You can use surveys, interviews, focus groups, or other methods to collect their opinions and experiences. You can also invite people with disabilities to join your planning committee or advisory board to ensure their perspectives and needs are represented and considered.

5. Keep learning and improving your accessibility practices. 

Accessibility is not a one-time effort, but an ongoing process of learning and improving. You should keep yourself updated on the latest trends, standards, laws, and resources related to accessibility and disability issues. 

You should also monitor and evaluate your accessibility practices regularly and make adjustments as needed. 

You can find more information and guidance on accessibility from the OAE website:, as well as other online sources such as the Web Accessibility Initiative:, or the ADA National Network:

6. Provide sufficient contrast between foreground and background. 

Foreground text needs to have sufficient contrast with background colors.

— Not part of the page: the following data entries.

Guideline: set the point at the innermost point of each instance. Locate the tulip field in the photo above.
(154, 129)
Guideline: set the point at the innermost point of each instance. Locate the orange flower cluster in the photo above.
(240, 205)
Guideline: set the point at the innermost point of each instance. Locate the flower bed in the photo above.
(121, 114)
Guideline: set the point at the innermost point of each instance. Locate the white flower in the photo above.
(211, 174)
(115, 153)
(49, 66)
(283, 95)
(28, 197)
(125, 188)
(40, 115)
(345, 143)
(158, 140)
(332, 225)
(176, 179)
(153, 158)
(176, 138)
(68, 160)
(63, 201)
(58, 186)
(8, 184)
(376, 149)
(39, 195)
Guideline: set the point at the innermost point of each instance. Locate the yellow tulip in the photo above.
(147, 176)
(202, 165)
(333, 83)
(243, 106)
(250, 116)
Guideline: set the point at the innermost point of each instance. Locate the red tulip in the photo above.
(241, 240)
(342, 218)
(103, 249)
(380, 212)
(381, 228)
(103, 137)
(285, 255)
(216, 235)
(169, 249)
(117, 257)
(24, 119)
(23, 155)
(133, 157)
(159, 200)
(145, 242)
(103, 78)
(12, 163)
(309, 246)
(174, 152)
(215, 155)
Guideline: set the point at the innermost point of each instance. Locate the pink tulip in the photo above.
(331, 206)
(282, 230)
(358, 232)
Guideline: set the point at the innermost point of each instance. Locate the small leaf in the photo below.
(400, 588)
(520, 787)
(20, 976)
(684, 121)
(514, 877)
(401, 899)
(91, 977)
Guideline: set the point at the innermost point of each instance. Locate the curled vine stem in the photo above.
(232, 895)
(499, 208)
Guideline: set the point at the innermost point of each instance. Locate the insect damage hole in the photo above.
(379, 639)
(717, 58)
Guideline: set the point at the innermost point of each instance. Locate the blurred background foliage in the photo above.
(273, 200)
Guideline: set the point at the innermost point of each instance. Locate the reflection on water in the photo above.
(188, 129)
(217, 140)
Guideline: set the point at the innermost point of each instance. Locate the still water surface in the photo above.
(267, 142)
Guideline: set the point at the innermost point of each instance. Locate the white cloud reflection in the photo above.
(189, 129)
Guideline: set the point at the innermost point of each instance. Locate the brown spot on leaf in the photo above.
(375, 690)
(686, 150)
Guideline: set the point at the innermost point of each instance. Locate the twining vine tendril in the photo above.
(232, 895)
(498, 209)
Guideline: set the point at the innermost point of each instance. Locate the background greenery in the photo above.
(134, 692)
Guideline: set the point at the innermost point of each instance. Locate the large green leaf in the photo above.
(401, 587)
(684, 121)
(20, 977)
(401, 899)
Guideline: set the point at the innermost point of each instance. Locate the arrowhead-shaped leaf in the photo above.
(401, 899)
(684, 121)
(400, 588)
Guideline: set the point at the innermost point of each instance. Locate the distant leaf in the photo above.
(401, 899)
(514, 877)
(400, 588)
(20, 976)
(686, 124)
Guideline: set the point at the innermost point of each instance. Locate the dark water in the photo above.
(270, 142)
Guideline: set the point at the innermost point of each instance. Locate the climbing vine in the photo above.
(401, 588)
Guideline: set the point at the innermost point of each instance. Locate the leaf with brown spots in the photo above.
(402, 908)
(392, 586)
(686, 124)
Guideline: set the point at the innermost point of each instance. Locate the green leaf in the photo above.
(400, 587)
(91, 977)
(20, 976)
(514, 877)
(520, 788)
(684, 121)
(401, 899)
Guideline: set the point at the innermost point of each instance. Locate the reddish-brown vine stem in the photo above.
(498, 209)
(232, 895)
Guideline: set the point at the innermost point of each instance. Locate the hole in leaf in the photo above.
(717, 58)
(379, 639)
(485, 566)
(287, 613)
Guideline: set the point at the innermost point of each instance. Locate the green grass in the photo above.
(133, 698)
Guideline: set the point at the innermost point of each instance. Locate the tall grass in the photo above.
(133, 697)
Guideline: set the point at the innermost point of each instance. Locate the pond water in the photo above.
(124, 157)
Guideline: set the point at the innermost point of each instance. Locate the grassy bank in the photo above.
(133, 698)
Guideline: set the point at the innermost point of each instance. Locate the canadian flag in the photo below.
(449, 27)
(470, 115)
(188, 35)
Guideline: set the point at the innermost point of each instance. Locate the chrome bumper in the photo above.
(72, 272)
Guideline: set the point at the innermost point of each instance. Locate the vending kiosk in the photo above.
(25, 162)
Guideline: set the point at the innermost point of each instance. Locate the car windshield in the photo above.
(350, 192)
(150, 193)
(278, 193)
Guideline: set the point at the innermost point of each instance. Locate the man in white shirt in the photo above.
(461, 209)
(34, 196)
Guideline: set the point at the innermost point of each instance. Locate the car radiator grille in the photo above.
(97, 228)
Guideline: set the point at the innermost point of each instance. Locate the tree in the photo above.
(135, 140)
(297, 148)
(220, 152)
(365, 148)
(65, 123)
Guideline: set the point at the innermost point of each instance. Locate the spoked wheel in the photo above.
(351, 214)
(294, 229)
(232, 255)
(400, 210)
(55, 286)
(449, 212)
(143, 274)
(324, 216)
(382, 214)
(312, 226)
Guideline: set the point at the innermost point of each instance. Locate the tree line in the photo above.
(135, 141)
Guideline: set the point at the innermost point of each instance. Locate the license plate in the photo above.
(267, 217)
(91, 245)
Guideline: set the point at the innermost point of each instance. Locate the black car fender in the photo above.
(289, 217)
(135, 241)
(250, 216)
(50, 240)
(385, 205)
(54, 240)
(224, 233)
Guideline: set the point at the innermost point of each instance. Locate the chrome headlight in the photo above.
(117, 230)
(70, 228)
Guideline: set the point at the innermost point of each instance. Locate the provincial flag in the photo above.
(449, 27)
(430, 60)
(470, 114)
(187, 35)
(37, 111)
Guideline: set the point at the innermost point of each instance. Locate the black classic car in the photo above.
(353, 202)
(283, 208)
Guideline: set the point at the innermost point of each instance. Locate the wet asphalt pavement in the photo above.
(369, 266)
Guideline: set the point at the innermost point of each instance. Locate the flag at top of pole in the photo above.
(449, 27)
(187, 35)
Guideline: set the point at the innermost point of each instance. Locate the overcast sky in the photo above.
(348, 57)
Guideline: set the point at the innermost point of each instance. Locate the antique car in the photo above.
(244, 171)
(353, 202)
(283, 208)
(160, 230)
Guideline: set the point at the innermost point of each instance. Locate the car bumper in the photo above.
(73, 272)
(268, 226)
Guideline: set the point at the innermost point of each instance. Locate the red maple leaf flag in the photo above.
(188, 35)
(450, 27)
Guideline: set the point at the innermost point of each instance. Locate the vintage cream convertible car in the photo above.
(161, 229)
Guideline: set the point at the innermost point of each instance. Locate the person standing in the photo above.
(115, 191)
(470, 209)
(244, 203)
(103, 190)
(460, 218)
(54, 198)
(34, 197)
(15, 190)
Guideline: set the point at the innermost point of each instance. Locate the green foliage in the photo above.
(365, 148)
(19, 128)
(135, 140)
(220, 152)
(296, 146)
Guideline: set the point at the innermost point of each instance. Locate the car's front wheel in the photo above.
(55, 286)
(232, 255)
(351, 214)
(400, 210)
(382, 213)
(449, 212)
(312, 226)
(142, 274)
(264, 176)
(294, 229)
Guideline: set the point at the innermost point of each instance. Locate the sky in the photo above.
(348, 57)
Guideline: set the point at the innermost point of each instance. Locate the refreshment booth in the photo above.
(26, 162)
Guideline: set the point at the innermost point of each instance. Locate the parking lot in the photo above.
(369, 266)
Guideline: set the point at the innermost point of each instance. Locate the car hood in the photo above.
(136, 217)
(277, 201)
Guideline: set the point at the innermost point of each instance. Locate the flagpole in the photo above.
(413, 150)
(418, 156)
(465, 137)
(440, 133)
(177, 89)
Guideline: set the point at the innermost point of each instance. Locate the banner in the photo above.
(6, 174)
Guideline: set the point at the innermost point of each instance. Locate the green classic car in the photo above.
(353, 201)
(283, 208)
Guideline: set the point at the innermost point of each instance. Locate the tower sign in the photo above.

This includes text on images, background gradients, buttons, and other elements. This does not apply for logos, or incidental text, such as text that happens to be in a photograph. 

The links below provide more information on the minimum contrast ratio as required by the WCAG and how to check contrast . 

Contrast ratio is important because some people cannot read text if there is not enough difference between the text and background colors. For others, bright colors (high luminance) are not readable; they need low luminance.

7. Don’t use color alone to convey information. 

While color can be useful to convey information, color should not be the only way information is conveyed. When using color to differentiate elements, also provide additional identification that does not rely on color perception. 

For example, use an asterisk in addition to color to indicate required form fields, and use labels to distinguish areas on graphs. 

Using color alone to convey meaning can be problematic for people who have color vision deficiencies or who use devices with limited or no color display.

8. Ensure that interactive elements are easy to identify. 

One of the most important best practices for accessibility is ensuring all interactable elements, like forms, navigation menus, and social buttons, are easy to identify. There are a few ways to do this:
  • Use clear and descriptive labels for buttons and links
  • Use consistent and intuitive icons for common actions
  • Provide visual feedback when an element is focused, selected, or activated
  • Use appropriate cursor styles to indicate interactivity
  • Avoid using elements that look like buttons or links but are not
Making interactive elements easy to identify helps users with disabilities navigate your site more efficiently and confidently.

9. Provide clear and consistent navigation options. 

Another key aspect of accessibility is making sure your site is easy to navigate using different methods and devices. 

Some users may use keyboards, voice commands, touch screens, or assistive technologies to move around your site. To make your site more accessible, you should follow these guidelines:
  • Provide a clear and descriptive page title
  • Use headings and landmarks to structure your content
  • Provide a skip link to bypass repeated content
  • Provide a logical and consistent order of elements
  • Provide a clear indication of the current location within the site
  • Provide a search function or a site map for large or complex sites
Providing clear and consistent navigation options helps users with disabilities find what they are looking for more easily and quickly.

10. Include image and media alternatives in your design.

Images, videos, audio clips, and other media can enhance your site's content and appeal. However, they can also pose accessibility challenges for some users who cannot see or hear them. 

To make your site more accessible, you should include alternative ways of presenting your media content:
  • Provide alt text for images that convey information or meaning
  • Provide captions or transcripts for videos and audio clips
  • Provide audio descriptions for videos that have important visual content
  • Provide controls for media that starts automatically or has sound
Including image and media alternatives in your design helps users with disabilities access your media content in different ways.